Bu alanda faaliyet gösteren başka dernek olmadığı için kısa zamanda hem mevcut kurumsal yapılarla işbirliği içerisine girerek, hem de etkinliklerimiz vasıtasıyla öğrencilerle tanışma sürecine girerek kısa zamanda öğrencilerle kesişme yolları bulduk. Sonrasında Uluslararası Öğrenci Buluşması etkinliği vesilesiyle de bu öğrencilerle karşılaşma olanağımız var. Bununla birlikte evlerimize de davet etmek suretiyle yakın temasımızın olduğu öğrenciler var. Bunlar yüksek lisans, doktora öğrencileri olup aralarında evli olanlar olabiliyor. Bunlarla iletişimlerimiz aileler düzeyinde oluyor. Onlarla yakın temas kurduğumuz 200 öğrenci olduğu halde, programlarımıza katılmak suretiyle bizimle ilişkilenen öğrenci sayısı yaklaşık bin civarı. Bunların dışında bir de sosyal medyadan bizi takip eden öğrenciler var. Sosyal medya sayfalarımızdaki istatistiklere göre yaklaşık 2500 öğrenci de bizi oradan takip ediyor. İzmir ölçeğinde bakıldığında buradaki öğrencilerin hepsine ulaşamamışız ama en azından bunların önemli bir kısmı bizim çalışmalarımızdan haberdar.

“Biz kocaman bir insanlık ailesiyiz”

-Ne tür faaliyetleriniz var ve sizinle ilişkilenmenin misafir öğrenciler açısından ne gibi avantajları var?

Az önce bahsettiğim son üç yıldır yürüttüğümüz “Akademik Destek Programı” faaliyetimiz var. Bununla birlikte yine her yıl düzenli olarak yaptığımız “Misafir Öğrenci Buluşması” etkinliği yapıyoruz. Rutin çalışma süreçlerimiz içerisinde de çevre illeri tanımaya dönük oralardaki tarihi yerlere geziler yapıyoruz, piknik organizasyonları, futbol ve satranç turnuvaları gerçekleştiriyoruz. Bu alanda çalıştığımız derneklerle işbirliği içerisinde hem oradan gelen öğrencileri ağırlama imkânı buluyoruz, hem de buradan başka bir ile giden öğrencimizi orada bulunan derneklere yönlendiriyoruz.

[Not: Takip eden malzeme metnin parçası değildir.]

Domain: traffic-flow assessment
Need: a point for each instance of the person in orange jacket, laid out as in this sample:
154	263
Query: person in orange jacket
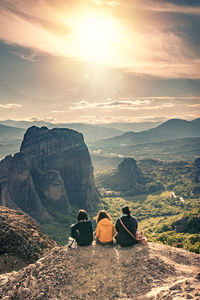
105	229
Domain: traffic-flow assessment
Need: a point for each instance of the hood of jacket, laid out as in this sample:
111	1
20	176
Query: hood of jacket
105	222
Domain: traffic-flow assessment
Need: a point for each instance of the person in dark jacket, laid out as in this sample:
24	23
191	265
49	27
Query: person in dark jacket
82	231
123	237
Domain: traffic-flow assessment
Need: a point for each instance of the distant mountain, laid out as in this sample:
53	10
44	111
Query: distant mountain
8	133
133	126
171	129
91	132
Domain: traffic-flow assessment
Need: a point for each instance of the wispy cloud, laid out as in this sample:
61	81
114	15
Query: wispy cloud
149	43
10	105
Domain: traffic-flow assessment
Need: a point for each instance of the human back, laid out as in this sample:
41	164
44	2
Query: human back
105	229
126	227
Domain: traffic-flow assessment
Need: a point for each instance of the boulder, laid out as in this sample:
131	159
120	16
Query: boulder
51	173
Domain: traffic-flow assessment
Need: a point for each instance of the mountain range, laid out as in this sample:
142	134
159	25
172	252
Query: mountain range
91	132
171	129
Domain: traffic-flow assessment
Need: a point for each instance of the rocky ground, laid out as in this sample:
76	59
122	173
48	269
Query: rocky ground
21	240
151	271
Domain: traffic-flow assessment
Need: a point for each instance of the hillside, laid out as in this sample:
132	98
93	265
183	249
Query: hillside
141	272
91	132
21	240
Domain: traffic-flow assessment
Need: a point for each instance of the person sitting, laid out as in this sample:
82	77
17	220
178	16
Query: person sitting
105	229
126	227
82	231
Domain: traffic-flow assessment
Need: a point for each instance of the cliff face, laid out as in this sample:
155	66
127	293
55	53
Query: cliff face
153	271
127	179
21	241
129	174
52	171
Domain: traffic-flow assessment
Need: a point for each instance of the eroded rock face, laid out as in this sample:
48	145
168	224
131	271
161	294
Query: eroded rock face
52	171
142	272
21	240
129	174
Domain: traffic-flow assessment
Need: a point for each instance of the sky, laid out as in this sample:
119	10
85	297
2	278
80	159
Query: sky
95	61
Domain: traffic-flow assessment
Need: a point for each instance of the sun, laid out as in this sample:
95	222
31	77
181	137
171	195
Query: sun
95	37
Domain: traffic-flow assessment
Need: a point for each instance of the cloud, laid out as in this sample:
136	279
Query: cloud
10	105
134	104
157	38
147	103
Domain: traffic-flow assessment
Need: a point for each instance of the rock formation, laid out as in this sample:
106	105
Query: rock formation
128	178
129	174
51	173
153	271
21	241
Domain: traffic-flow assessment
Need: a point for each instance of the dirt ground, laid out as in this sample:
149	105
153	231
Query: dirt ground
151	271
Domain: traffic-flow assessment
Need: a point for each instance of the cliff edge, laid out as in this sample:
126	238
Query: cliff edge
153	271
52	173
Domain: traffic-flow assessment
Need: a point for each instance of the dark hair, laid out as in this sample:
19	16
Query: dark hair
126	210
82	215
102	214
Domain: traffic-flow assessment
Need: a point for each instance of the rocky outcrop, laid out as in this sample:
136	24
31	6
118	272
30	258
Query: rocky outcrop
127	179
129	174
51	173
21	240
153	271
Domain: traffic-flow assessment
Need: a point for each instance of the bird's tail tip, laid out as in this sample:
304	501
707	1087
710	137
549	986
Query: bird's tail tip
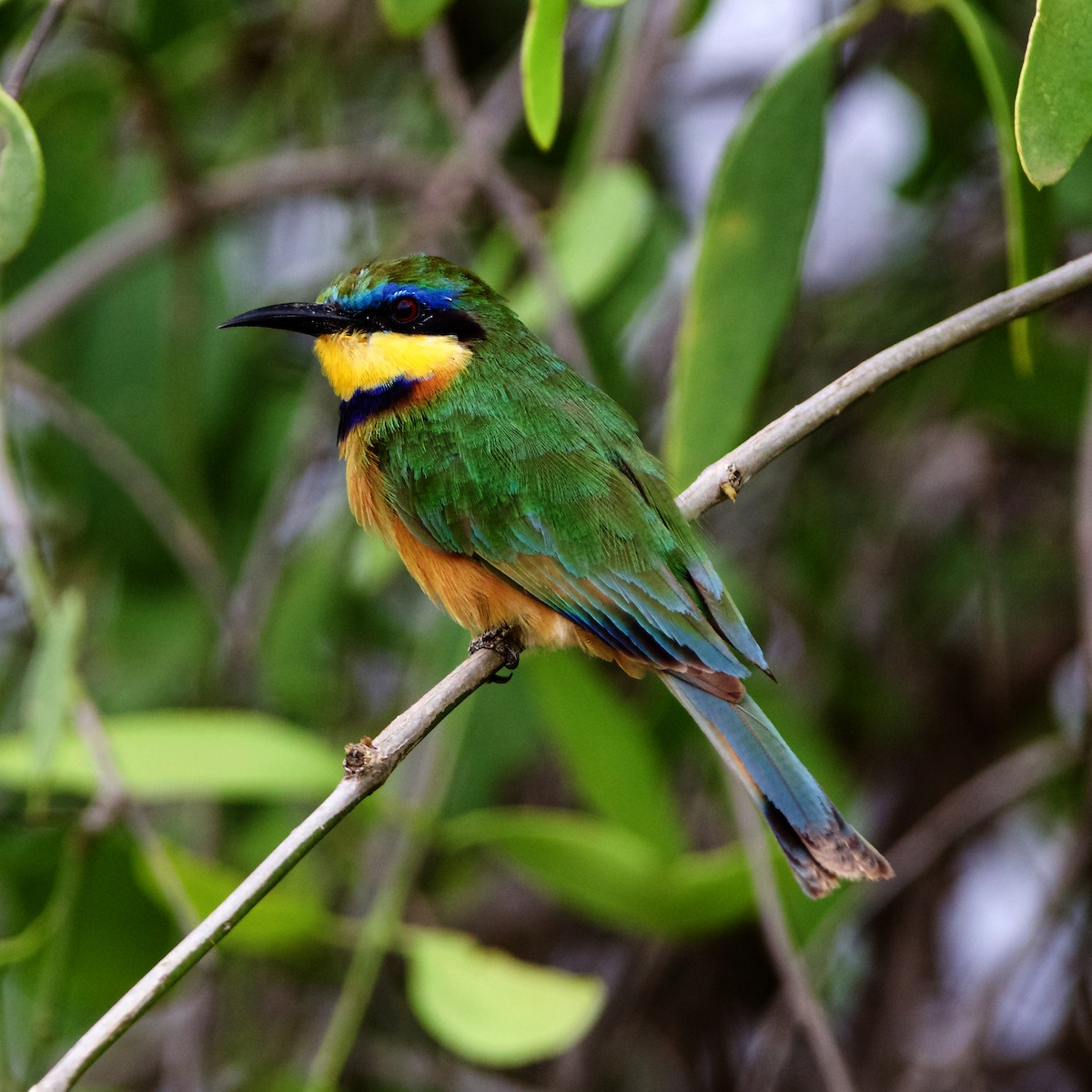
822	858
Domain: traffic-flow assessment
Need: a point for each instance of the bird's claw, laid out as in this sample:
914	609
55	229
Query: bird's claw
502	642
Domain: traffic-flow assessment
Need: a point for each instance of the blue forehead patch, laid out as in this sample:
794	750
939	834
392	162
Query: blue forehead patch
438	299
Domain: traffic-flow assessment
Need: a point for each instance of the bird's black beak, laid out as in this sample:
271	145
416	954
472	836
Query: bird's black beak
314	319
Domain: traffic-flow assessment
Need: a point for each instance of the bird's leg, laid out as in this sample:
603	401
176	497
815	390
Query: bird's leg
506	643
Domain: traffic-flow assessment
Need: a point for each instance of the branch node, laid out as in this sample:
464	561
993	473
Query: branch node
360	758
733	481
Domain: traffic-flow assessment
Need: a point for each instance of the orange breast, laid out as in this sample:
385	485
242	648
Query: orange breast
476	598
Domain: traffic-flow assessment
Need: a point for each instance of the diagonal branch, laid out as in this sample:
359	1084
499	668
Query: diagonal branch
369	763
724	478
41	34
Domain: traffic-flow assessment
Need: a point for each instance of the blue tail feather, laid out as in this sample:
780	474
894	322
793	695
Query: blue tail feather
820	845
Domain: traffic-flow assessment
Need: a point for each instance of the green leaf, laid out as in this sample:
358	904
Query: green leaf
227	754
541	59
22	177
756	228
611	757
1054	99
611	875
592	238
48	693
289	916
491	1008
993	58
410	17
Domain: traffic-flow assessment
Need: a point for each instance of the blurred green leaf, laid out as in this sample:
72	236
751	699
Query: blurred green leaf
993	58
609	751
1054	98
610	874
47	692
756	228
228	754
491	1008
692	12
410	17
289	916
541	63
22	177
592	238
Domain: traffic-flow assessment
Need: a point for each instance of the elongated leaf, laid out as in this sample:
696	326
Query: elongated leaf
22	177
756	227
410	17
541	63
592	238
611	875
491	1008
996	66
1054	99
607	749
48	693
227	754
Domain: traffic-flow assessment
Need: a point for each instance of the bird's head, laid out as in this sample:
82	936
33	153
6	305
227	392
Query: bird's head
409	320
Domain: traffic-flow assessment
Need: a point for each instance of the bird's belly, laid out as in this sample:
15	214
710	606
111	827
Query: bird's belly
476	598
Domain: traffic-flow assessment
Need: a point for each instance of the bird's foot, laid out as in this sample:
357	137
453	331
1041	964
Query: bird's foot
503	642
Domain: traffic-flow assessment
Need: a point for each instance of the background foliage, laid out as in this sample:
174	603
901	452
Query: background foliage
550	894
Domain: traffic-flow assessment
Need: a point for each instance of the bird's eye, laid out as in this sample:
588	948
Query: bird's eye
405	309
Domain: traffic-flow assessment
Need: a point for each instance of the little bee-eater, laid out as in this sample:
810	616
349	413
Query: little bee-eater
522	500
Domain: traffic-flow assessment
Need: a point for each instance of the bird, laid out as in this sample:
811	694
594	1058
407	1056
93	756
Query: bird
521	500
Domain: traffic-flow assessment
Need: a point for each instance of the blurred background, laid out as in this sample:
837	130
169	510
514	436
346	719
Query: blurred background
206	626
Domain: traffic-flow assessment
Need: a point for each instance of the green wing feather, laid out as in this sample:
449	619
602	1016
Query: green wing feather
541	478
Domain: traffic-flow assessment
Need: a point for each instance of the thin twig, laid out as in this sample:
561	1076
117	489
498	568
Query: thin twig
136	479
1082	533
369	765
254	183
724	478
806	1008
21	68
398	863
375	763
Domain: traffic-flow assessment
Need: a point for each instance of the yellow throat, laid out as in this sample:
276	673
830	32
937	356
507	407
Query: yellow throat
354	360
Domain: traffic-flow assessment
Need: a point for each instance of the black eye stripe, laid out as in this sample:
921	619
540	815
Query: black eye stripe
438	321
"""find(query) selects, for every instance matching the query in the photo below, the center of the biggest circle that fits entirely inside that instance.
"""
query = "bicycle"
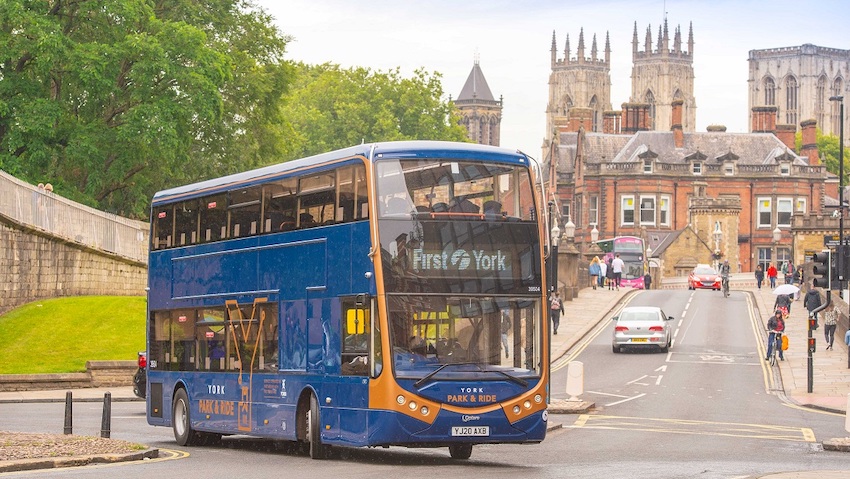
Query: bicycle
(777, 346)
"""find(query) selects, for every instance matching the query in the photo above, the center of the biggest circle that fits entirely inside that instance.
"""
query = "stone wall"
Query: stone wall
(35, 265)
(98, 374)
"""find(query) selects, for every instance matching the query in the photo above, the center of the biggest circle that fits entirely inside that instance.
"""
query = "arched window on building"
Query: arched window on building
(769, 91)
(837, 87)
(821, 100)
(594, 114)
(649, 98)
(791, 90)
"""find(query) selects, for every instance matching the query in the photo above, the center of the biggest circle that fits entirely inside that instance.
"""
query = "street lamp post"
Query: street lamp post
(841, 245)
(777, 235)
(718, 236)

Aynı zamanda da farklı illerde çalışma yapan bu derneklere öğrencilerimizi yönlendirmeye çalışıyoruz.

Kuşkusuz bu süreçler misafir öğrencilerin kendi aralarında da tanışıklık geliştirmelerine vesile olduğu gibi, bir sonraki dönemde kendi ülkesinden buraya gelecek olan öğrencilerin varlığından haberdar oluyorlar.

Yeni gelen öğrenciler açısından da bakılacak olursa, kendisinin ta havaalanından karşılanarak diğer süreçlerinde de eşlik edilmesi, ilk aylardaki acemiliğini aşması konusunda memnuniyet verici oluyor. Çünkü bu öğrenciler çok doğal olarak zihninde bazı endişelerle geliyor. Sonraki süreçlerde adaptasyon sürecine girilip ilişkimiz nitelikli bir hal alıyor ki; zaten derneğimizin en öncelikli amacı da bu.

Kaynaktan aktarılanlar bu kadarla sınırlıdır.